Two Short Risks (amongst others)
1. Margin Call - the Broker can require you to increase your total funds in an account as a short position grows to cover additional risk.
2. Forced Buy-ins - (sounds like this is what happened to you, and as mentioned by smaycs4). The broker can call for the return of shares at any time, unilaterally, and you must buy those shares in the open market and return them to your broker. If you dont do it, the broker will do it themselves.
This often happens at inopportune times such as when the share price is increasing and the original share owners (who you borrowed from) want to sell and grab profits. Although its happened to me in the opposite case where the share price was falling extremely fast over a short period of time.
I have followed the company for over the past year. Even with new management in place and under going a turnaround, I can't seem to wrap my head around the current price. It seems to me that current momentum, driven by technical alerts are what is currently moving share price. Any further insight it welcome.
You're just as sleazy as you indignantly accuse me of being. You talk up your book.
I reinitiated a short position, a few weeks back, and continue to add. If you read the last conference call transcript, it is pretty clear that the current quarter is going to have what Rouleau sedulously refers to as "lumps and bumps."
I believe the inside buying by him and the chairman are pulling the wool over the market's eyes, and are setting up for a major disappointment upon the next earnings release.
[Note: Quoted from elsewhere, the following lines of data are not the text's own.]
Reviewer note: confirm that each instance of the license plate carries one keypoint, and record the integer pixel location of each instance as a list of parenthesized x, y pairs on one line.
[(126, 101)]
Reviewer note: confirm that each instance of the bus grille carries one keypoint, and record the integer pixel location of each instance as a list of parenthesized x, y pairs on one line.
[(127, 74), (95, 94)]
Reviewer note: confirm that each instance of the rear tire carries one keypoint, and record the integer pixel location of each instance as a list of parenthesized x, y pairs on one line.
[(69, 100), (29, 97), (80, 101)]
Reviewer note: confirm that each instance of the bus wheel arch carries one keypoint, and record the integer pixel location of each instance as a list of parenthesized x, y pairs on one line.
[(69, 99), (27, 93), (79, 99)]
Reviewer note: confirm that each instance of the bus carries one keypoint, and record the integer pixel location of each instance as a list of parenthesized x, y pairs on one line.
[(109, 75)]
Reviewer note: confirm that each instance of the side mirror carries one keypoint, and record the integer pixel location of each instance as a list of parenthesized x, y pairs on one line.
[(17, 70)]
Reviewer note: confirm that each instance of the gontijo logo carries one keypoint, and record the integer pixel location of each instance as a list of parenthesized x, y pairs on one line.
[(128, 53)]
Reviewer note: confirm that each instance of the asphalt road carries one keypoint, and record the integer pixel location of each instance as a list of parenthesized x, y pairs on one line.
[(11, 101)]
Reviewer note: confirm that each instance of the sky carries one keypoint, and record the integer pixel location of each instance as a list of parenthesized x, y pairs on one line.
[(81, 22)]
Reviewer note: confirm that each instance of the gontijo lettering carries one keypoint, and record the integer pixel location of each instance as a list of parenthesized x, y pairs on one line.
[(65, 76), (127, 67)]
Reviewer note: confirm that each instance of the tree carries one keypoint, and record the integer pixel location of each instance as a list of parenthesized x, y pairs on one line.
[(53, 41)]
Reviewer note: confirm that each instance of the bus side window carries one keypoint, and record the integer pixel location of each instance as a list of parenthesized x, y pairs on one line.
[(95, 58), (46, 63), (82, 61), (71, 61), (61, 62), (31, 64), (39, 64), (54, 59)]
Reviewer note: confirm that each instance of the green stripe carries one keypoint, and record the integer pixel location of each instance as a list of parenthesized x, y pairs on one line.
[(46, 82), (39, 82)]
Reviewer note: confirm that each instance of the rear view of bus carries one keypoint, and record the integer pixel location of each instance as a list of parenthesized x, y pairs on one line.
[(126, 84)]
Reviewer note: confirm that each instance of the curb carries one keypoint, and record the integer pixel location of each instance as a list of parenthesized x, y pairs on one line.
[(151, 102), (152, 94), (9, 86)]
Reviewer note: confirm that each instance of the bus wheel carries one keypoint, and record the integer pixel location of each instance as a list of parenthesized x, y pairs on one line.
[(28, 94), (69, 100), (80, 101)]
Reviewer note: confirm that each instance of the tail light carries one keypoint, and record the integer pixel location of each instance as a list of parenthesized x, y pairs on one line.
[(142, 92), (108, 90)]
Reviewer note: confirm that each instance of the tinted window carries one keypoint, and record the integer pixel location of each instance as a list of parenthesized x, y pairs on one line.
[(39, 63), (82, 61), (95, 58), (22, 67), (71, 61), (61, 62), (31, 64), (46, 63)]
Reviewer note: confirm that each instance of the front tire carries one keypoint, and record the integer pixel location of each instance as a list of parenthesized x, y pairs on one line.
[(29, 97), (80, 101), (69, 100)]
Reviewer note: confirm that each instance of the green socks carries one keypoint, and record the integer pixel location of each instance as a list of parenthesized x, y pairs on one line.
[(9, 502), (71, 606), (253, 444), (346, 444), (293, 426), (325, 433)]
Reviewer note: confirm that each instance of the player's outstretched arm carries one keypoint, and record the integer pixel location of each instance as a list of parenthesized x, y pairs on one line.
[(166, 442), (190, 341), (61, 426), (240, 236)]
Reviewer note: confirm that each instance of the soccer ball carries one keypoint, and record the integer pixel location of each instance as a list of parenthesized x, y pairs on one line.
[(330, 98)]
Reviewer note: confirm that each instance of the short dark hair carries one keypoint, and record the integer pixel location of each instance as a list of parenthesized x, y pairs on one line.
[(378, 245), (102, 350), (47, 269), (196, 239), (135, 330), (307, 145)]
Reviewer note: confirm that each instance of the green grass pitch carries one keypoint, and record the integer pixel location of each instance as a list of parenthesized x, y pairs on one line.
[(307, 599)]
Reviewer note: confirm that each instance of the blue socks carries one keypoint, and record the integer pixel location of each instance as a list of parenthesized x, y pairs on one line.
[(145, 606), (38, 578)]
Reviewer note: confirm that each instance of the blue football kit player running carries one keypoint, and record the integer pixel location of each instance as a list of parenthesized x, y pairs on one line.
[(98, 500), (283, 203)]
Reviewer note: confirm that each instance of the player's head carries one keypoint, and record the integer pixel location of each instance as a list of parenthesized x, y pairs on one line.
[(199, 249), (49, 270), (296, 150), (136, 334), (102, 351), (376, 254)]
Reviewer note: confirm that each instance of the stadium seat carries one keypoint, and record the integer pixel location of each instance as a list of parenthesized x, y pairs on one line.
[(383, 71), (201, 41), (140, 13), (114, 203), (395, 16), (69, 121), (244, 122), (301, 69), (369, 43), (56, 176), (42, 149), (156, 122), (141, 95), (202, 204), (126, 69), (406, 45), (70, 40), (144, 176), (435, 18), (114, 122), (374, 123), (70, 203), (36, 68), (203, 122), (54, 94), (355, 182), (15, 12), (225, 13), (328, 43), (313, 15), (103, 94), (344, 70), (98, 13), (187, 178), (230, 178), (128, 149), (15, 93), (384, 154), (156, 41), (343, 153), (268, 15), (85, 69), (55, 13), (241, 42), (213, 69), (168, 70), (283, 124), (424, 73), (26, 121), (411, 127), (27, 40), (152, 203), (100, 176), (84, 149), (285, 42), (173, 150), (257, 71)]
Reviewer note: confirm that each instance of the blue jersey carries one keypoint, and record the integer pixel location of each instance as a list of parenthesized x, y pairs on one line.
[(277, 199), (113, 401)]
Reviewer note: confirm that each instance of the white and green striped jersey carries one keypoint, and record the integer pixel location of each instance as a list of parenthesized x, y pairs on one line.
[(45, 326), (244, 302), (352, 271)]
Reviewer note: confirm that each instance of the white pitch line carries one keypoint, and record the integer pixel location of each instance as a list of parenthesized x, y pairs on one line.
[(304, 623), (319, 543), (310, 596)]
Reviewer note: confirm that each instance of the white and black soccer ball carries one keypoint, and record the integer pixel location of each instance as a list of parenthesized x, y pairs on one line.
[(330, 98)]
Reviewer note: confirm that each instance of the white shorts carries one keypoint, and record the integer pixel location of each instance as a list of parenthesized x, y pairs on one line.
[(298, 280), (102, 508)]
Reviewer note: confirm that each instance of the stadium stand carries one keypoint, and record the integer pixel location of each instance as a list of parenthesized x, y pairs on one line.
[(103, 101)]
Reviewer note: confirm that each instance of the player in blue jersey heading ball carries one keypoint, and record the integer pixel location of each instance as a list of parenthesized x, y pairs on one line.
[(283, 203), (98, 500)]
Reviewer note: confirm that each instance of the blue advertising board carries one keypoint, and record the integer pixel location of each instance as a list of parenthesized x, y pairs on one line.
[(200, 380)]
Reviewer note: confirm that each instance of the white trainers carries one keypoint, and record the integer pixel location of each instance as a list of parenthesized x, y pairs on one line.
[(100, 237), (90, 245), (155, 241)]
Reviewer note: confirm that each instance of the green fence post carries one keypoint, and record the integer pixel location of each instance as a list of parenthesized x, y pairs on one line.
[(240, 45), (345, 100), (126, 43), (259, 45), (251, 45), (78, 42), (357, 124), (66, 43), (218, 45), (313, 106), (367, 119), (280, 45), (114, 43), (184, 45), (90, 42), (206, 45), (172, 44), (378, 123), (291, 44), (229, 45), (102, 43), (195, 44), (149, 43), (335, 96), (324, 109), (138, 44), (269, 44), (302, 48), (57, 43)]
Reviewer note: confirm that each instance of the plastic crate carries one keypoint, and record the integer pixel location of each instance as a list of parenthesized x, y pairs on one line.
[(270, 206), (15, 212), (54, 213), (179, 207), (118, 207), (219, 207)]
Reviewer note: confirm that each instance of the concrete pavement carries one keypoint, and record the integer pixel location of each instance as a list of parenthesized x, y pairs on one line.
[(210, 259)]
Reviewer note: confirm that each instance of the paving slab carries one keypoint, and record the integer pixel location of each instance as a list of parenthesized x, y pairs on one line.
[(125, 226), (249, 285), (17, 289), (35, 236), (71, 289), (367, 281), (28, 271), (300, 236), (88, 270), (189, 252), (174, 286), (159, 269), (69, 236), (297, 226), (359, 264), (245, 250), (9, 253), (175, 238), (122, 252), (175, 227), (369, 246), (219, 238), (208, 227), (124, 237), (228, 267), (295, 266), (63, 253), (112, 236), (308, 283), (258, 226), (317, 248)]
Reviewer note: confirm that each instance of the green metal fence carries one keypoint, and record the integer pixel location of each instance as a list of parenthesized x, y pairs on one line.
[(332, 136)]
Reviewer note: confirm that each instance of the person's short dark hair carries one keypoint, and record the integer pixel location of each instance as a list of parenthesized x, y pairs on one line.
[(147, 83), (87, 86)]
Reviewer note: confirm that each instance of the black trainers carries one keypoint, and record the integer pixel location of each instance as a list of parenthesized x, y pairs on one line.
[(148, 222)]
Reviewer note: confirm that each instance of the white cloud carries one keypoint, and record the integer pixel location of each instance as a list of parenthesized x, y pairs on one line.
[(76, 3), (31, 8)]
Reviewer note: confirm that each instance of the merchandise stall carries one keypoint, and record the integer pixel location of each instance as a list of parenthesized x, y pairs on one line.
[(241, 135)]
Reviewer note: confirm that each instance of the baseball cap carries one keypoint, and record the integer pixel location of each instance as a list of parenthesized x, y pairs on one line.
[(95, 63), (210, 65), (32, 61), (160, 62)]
This stock is FULLY PRICED for any reqsonable prospects of a turnaround now. $1 in EPS is a 20% ROE, and I think it is doubtful they will achieve more than that, at best. Slap a 15-18 multiple on that and you got a $15-18 stock. Even if they do $1.50 in EPS, if you slap a 15 multiple on that, it's $22.50.
The EVIDENCE suggests that the additional sales volume is NOT coming through, with the repositioned merchandising. They are getting more traffic, but a LOWER average ticket. That means the lower initial markups are a double edged sword, and they are giving away margin, as they are getting nominallly more overall volume. The bulls will argue that the consumer needs time to "rediscover" the "new" TUES....and that is possible....but i would certainly say, as far as the Street is concerned, that with the stock in nosebleed territory now, it is do or die time for Christmas.